E1011 08:07:56.183305       1 auth.go:231] error contacting auth provider time="2023-11-07T17:50:00+03:00" level=error msg="Cluster operator authentication Degraded is True with Ingr wwssStateEndpoints_MissingSubsets::OAuthClientsController_SyncError::OAuthServerDeployment_PreconditionNotFulfilled::OAuthServerRouteEndpointAccessibleController_SyncError::OAuthServerServiceEndpointAccessibleController_SyncError::OAuthServerServiceEndpointsEndpointAccessibleController_SyncError::ProxyConfigController_SyncError::WellKnownReadyController_SyncError: IngressStateEndpointsDegraded: No subsets found for the endpoints of oauth-server\nOAuthClientsControllerDegraded: no ingress for host oauth-openshift.apps.ocpactest.example.com in route oauth-openshift in namespace openshift-authentication\nOAuthServerDeploymentDegraded: waiting for the oauth-openshift route to contain an admitted ingress: no admitted ingress for route oauth-openshift in namespace openshift-authentication\nOAuthServerDeploymentDegraded: \nOAuthServerRouteEndpointAccessibleControllerDegraded: route \"openshift-authentication/oauth-openshift\": status does not have a valid host address\nOAuthServerServiceEndpointAccessibleControllerDegraded: Get \"https://10.132.220.152:443/healthz\": dial tcp 10.132.220.152:443: connect: connection refused\nOAuthServerServiceEndpointsEndpointAccessibleControllerDegraded: oauth service endpoints are not ready\nProxyConfigControllerDegraded: no admitted ingress for route oauth-openshift in namespace openshift-authentication\nWellKnownReadyControllerDegraded: failed to get oauth metadata from openshift-config-managed/oauth-openshift ConfigMap: configmap \"oauth-openshift\" not found (check authentication operator, it is supposed to create this)"
time="2023-11-07T17:50:00+03:00" level=error msg="Cluster operator authentication Available is False with OAuthServerDeployment_PreconditionNotFulfilled::OAuthServerServiceEndpointAccessibleController_EndpointUnavailable::OAuthServerServiceEndpointsEndpointAccessibleController_ResourceNotFound::ReadyIngressNodes_NoReadyIngressNodes::WellKnown_NotReady: OAuthServerServiceEndpointAccessibleControllerAvailable: Get \"https://10.132.220.152:443/healthz\": dial tcp 10.132.220.152:443: connect: connection refused\nOAuthServerServiceEndpointsEndpointAccessibleControllerAvailable: endpoints \"oauth-openshift\" not found\nReadyIngressNodesAvailable: Authentication requires functional ingress which requires at least one schedulable and ready node. Got 0 worker nodes, 2 master nodes, 0 custom target nodes (none are schedulable or ready for ingress pods).\nWellKnownAvailable: The well-known endpoint is not yet available: failed to get oauth metadata from openshift-config-managed/oauth-openshift ConfigMap: configmap \"oauth-openshift\" not found (check authentication operator, it is supposed to create this)"
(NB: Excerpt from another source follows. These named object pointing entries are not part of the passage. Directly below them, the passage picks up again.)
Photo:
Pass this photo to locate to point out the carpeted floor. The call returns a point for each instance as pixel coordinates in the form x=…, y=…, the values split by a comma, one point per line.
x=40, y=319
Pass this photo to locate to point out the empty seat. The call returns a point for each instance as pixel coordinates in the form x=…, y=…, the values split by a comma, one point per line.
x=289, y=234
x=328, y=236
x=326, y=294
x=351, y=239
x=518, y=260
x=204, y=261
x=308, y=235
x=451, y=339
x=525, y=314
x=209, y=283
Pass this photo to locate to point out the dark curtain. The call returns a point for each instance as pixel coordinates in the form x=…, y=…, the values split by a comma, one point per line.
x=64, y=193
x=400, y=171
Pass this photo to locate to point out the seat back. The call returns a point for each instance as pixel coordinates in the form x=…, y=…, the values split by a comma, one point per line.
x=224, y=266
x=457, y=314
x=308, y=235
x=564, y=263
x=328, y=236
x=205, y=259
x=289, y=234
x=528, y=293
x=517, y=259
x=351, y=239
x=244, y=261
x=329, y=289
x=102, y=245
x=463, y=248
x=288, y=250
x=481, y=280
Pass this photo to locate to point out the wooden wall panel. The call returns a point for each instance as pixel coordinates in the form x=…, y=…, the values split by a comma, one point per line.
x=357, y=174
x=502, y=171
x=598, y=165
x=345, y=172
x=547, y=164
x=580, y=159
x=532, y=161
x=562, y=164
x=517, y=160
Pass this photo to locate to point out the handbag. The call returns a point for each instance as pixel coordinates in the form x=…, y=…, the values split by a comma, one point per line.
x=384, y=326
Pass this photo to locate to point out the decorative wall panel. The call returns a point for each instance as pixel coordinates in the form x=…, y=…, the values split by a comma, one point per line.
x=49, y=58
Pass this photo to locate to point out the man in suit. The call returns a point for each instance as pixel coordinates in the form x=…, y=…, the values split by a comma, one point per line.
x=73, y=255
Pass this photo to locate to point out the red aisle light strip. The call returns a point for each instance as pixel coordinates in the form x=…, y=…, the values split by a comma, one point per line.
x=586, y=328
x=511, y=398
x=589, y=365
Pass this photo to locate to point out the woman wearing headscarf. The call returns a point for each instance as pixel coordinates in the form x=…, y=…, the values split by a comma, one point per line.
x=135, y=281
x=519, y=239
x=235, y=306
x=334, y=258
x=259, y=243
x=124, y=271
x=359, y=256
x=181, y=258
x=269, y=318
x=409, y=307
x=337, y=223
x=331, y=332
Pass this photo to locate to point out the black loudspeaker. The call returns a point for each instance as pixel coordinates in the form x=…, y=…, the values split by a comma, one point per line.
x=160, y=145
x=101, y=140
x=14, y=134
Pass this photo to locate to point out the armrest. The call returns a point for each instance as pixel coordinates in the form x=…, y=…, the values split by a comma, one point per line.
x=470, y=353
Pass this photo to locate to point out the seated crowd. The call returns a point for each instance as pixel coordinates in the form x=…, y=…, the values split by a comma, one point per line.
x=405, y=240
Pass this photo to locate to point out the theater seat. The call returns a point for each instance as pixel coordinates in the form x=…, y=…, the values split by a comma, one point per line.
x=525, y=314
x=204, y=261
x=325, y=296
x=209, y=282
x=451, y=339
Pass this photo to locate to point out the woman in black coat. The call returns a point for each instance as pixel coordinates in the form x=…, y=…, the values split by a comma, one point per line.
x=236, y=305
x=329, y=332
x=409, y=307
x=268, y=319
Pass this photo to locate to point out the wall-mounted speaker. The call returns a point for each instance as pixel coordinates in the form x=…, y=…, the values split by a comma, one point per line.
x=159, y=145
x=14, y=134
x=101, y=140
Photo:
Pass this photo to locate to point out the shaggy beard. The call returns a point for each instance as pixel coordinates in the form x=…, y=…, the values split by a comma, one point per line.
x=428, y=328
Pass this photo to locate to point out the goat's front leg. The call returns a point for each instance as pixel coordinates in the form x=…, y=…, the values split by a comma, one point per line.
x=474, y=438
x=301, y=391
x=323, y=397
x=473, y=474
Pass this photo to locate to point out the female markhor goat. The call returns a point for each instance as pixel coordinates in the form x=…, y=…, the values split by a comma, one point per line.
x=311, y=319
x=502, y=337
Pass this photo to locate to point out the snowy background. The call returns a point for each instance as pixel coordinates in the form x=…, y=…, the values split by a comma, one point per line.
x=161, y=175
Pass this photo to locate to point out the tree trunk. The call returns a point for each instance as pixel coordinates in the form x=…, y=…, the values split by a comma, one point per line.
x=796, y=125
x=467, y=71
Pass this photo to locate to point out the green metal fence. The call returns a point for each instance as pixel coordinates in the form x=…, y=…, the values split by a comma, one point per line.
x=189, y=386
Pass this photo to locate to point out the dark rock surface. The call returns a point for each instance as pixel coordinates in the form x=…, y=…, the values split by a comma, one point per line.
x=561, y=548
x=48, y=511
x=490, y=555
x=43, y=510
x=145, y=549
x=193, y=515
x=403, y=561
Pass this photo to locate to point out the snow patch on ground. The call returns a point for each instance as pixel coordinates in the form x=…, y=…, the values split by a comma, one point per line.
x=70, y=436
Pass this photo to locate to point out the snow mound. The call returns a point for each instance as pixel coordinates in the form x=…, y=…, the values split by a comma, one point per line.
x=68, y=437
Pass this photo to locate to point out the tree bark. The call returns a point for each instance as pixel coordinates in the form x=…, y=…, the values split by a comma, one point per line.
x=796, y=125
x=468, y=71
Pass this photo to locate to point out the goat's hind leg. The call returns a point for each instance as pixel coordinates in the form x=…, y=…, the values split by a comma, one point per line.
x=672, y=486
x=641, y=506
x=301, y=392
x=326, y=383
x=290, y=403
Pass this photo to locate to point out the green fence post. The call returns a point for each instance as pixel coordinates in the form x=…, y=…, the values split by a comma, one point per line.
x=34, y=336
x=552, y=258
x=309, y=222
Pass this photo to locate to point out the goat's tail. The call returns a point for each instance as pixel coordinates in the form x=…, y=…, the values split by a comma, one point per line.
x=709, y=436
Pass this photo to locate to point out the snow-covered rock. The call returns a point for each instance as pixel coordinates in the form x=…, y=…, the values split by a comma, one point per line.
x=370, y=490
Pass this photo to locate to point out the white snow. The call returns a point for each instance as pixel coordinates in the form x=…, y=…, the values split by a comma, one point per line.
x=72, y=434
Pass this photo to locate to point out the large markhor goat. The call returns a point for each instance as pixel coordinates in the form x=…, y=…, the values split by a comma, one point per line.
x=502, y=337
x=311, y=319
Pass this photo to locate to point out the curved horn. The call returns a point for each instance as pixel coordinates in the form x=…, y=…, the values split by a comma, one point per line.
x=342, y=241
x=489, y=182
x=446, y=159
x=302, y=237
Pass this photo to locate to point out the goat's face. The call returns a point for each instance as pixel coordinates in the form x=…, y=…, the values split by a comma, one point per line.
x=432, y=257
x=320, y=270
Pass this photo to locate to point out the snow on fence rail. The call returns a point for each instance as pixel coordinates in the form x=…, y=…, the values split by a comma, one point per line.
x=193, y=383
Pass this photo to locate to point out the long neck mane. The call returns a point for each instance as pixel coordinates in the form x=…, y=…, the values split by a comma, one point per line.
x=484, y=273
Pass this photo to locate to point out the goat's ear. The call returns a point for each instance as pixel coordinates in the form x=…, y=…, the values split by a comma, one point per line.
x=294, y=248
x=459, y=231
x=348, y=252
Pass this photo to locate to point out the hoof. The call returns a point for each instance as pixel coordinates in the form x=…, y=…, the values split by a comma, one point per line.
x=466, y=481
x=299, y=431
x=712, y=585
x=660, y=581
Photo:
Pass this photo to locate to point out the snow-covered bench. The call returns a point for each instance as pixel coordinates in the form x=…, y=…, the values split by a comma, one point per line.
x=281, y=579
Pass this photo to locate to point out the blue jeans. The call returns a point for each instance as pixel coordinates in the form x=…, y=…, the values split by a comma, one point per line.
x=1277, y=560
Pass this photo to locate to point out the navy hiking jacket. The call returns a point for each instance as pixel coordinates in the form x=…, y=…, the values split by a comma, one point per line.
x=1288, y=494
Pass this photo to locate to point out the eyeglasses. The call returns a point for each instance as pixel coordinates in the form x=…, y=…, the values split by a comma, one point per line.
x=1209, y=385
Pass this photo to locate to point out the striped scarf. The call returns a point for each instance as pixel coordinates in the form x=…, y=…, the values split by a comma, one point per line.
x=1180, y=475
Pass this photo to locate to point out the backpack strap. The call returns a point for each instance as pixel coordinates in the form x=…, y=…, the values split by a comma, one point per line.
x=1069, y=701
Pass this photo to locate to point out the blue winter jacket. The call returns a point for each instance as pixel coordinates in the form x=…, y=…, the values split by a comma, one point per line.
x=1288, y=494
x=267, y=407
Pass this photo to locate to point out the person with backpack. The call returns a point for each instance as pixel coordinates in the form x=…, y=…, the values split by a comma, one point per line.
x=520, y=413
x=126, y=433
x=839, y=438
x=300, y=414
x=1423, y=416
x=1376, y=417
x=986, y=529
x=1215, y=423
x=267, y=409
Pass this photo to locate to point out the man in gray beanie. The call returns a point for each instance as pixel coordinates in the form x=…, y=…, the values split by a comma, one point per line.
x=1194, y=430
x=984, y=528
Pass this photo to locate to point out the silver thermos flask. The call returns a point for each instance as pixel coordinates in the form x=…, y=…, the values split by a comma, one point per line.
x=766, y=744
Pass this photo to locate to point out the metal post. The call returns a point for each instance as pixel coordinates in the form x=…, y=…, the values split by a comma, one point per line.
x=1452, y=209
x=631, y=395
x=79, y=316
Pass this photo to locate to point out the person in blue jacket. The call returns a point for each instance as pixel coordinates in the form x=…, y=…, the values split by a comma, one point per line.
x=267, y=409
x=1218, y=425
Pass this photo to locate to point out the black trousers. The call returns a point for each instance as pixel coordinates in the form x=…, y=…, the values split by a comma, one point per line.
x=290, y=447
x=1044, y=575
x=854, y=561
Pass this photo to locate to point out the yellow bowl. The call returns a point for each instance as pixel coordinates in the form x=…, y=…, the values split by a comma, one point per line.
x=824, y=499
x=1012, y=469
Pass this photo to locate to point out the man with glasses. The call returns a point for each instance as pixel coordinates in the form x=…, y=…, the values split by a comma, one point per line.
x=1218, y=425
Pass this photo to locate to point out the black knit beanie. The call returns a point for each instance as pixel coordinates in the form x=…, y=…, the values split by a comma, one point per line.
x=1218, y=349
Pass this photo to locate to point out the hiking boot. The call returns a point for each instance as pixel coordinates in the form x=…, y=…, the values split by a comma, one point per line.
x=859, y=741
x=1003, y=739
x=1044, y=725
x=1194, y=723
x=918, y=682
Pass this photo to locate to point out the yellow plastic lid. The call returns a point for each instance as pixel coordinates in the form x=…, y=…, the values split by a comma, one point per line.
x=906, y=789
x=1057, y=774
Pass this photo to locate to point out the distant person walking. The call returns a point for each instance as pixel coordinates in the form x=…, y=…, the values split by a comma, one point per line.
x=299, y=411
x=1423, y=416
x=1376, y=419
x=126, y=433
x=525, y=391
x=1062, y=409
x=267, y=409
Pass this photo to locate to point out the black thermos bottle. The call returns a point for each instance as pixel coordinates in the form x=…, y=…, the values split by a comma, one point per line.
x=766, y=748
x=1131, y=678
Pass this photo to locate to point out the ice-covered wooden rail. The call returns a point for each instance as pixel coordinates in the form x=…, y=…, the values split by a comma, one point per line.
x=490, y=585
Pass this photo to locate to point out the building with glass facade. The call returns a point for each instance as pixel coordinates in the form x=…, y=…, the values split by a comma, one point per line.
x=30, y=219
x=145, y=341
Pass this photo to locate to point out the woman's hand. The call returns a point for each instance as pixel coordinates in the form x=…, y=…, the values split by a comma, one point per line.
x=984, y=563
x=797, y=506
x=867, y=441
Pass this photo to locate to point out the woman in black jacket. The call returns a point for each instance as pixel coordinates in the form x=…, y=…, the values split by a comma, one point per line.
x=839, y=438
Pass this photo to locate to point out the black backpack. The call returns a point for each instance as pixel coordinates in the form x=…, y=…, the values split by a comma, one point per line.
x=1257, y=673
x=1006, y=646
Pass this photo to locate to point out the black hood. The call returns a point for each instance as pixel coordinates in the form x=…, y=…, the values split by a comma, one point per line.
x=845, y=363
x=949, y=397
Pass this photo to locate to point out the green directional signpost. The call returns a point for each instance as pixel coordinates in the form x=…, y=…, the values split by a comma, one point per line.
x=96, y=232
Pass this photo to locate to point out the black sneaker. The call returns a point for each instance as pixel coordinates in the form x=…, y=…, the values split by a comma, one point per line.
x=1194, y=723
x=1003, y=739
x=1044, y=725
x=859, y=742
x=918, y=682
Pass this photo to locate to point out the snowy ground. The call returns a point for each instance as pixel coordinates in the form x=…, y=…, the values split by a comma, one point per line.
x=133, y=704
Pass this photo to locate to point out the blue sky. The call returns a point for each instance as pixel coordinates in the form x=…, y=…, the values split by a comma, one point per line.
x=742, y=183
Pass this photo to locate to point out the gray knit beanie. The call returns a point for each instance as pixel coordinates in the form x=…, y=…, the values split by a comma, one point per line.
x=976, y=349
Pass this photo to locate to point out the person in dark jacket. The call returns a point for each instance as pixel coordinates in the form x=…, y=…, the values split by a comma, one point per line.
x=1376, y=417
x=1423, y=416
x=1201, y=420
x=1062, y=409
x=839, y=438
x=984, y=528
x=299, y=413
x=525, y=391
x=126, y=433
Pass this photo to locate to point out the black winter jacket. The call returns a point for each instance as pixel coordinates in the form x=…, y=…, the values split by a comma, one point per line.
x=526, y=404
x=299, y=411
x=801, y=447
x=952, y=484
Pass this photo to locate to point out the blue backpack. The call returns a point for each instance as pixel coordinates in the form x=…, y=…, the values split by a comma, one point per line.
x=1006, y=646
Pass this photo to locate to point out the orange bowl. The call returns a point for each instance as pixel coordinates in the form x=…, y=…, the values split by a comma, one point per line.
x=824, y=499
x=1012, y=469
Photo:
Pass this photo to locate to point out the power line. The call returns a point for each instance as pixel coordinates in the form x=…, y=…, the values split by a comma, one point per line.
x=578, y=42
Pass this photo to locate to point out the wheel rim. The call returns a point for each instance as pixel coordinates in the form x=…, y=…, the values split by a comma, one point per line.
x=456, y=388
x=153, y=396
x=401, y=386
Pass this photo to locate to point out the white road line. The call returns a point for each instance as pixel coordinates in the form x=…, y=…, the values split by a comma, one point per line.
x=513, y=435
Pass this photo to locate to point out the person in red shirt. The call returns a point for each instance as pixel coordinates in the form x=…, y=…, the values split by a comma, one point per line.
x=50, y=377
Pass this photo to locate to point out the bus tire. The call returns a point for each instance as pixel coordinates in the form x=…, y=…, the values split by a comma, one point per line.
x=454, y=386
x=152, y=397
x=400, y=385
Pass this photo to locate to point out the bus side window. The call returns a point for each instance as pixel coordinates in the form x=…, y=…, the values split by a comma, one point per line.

Issue: 2 of the master nodes available, requires 3 for etcd cluster.

Solution: Check machines, machinesets and nodes :

oc --kubeconfig=${INSTALL_DIR}/auth/kubeconfig get clusterversion
oc --kubeconfig=${INSTALL_DIR}/auth/kubeconfig get nodes
oc --kubeconfig=${INSTALL_DIR}/auth/kubeconfig get machines
oc --kubeconfig=${INSTALL_DIR}/auth/kubeconfig get machinesets
oc --kubeconfig=${INSTALL_DIR}/auth/kubeconfig get csr | grep -i pending
oc --kubeconfig=${INSTALL_DIR}/auth/kubeconfig get clusterversion

for i in `oc get csr --no-headers \
| grep -i pending \ 
| awk '{ print $1 }'`;  do oc adm certificate approve $i; 
done

ODF Operator is not able to upgrade¶

Issue: Upgrading ODF operator is not working as expected.

Solution: Check OLM components:

Backup install-plan and delete.
Backup csv and subscription and delete.
Apply subscription again and wait for csv and install-plan to be created.
Approve the operator upgrade manually if approve type is manual.
Set operator approval type to automatic.

OCP Upgrade is stucked for some of the cluster operators¶

Issue: Some of the cluster operators are not able to be upgrade due to the bad conditions.

Solution: Check cluster operators and related namespaces:

1	`oc get co`

* Check Administration->Cluster Settings

Check related namespaces to the operators like openshift-sdn, openshift-storage whether or not the pods have underlying issues.
Check network connectivity especially if there is cluster-wide proxy.

Bundle unpacking failed. reason deadlineexceeded while operator installation!¶

Follow the steps here: https://access.redhat.com/solutions/6459071

List the jobs in the namespace openshift-marketplace

oc get job -n openshift-marketplace -o json | jq -r '.items[] | select(.spec.template.spec.containers[].env[].value|contains ("<operator_name_keyword>")) | .metadata.name'

Delete the jobs from the ones that were executed above:

$ oc delete job <job-name> -n openshift-marketplace

4. Delete the configmaps from the ones that were executed above:

$ oc delete configmap <job-name> -n openshift-marketplace

If the above scripts don't work, continue with steps below:
Backup install-plan, csv, subscription
Delete install-plan
Delete csv
Delete subscription
Apply same subscription to the cluster.
Check that csv and install-plan is created and operator is healthy.
Continue upgrading.

IMPORTANT: Deadline in seconds is 600 seconds by default.